Gapany Johanna · Ständerat · 2024-05-30
Gapany Johanna · Ständerat · Freiburg · FDP-Liberale Fraktion · 2024-05-30
Wortprotokoll
J'ai bien écouté les propos de M.[NB]Zopfi et la voix de la minorité. Vu la situation, cette position se comprend, évidemment; nous avons aussi reçu un grand nombre de demandes de la part des cantons et des communes. La difficulté aujourd'hui, c'est que nous ne sommes pas en train de discuter du budget, mais d'un supplément.
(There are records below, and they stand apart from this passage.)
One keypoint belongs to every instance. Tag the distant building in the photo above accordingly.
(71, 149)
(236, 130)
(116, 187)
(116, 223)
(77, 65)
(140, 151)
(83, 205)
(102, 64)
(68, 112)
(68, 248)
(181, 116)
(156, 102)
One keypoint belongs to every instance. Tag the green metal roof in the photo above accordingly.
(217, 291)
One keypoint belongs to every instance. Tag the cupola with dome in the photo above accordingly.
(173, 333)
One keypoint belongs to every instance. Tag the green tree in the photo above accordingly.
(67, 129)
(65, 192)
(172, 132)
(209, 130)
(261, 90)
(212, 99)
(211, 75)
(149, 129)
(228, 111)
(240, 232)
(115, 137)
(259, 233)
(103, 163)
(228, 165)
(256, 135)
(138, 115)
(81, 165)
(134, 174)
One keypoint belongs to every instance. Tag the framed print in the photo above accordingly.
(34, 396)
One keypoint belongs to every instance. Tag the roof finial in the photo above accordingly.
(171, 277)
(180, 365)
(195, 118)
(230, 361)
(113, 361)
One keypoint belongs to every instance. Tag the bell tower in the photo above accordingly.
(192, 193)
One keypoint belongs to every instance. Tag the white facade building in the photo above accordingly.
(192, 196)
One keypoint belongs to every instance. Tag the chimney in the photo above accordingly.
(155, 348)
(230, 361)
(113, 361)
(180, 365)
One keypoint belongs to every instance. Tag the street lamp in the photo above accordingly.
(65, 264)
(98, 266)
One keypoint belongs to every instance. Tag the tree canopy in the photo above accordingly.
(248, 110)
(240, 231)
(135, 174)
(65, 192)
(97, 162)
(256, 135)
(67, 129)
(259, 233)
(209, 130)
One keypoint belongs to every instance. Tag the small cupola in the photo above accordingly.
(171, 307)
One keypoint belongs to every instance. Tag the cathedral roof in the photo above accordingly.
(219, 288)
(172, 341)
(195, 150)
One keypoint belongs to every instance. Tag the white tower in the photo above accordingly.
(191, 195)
Nous l'avons vu dans le cadre du message qui a été distribué pour traiter ce supplément: l'erreur d'estimation est relativement importante. Dans le budget 2024, le nombre de demandes était de 27[NB]000; or, le supplément en mentionne 33[NB]000. Selon les explications, la situation a changé entre décembre 2023, lorsque le budget a été voté, et mai 2024. Dans le même message, il est dit que, depuis l'été 2021, le SEM fait face à un nombre constamment élevé de demandes d'asile, ce qui s'explique par un retard dû au COVID-19 et, évidemment, des demandes supplémentaires en lien avec la guerre en Ukraine. Cette augmentation se comprend totalement dans le contexte actuel, mais elle aurait déjà dû être abordée au moment du traitement du budget 2024. Le fait que le traitement arrive aujourd'hui, dans le cadre d'un supplément, ne s'explique pas.
Cette situation est d'autant plus gênante que l'augmentation est importante, puisqu'elle passe de 27[NB]000 à 33[NB]000 demandes. Effectivement, cela laisse entrevoir un certain malaise au niveau de toutes les demandes qui sont en retard, en attente de traitement. C'est la raison pour laquelle la Commission des finances ne s'est pas prononcée en faveur d'un montant de 0 francs, mais d'un compromis. Celui-ci est totalement acceptable, dans le sens où il permet, finalement, de traiter les demandes en attente et d'accélérer les processus.
Aussi, le fait de dire que le contexte est différent n'est pas correct. Oui, le contexte est différent par rapport à celui d'il y a quelques années, mais il ne l'est pas par rapport à la fin de l'année 2023. Le SEM savait déjà à quelle situation nous serions confrontés durant l'année 2024, et qu'il y aurait donc davantage de demandes en 2024 qu'il y en a eu durant les années précédentes.
Maintenant, nous sommes dans une situation un peu difficile: évidemment, les cantons veulent davantage de moyens, tout comme le SEM, et on sait que la gestion n'est pas idéale. Le but du compromis est finalement d'accélérer le traitement des demandes en suspens, c'est ce que nous avons également précisé dans les conditions qui suivent. C'est ce que permet le supplément attribué. Cela permet aussi d'exiger des cantons qu'ils effectuent les renvois, ce que nous avions déjà demandé dans le cadre d'une motion. Je pense que cela permet de mettre en oeuvre notre volonté.
Ce compromis tient donc compte de la situation. Il rappelle aussi que les estimations doivent être faites et être aussi proches de la réalité que possible. Là, ce n'est clairement pas le cas, avec une différence de 25 pour cent, ce qui est énorme. Je le répète: ce débat devrait avoir lieu dans le cadre du budget et non pas d'un supplément.
Je vous encourage vivement à suivre la voix de la majorité et, donc, à accorder un supplément, mais un supplément qui est raisonnable par rapport à la situation actuelle.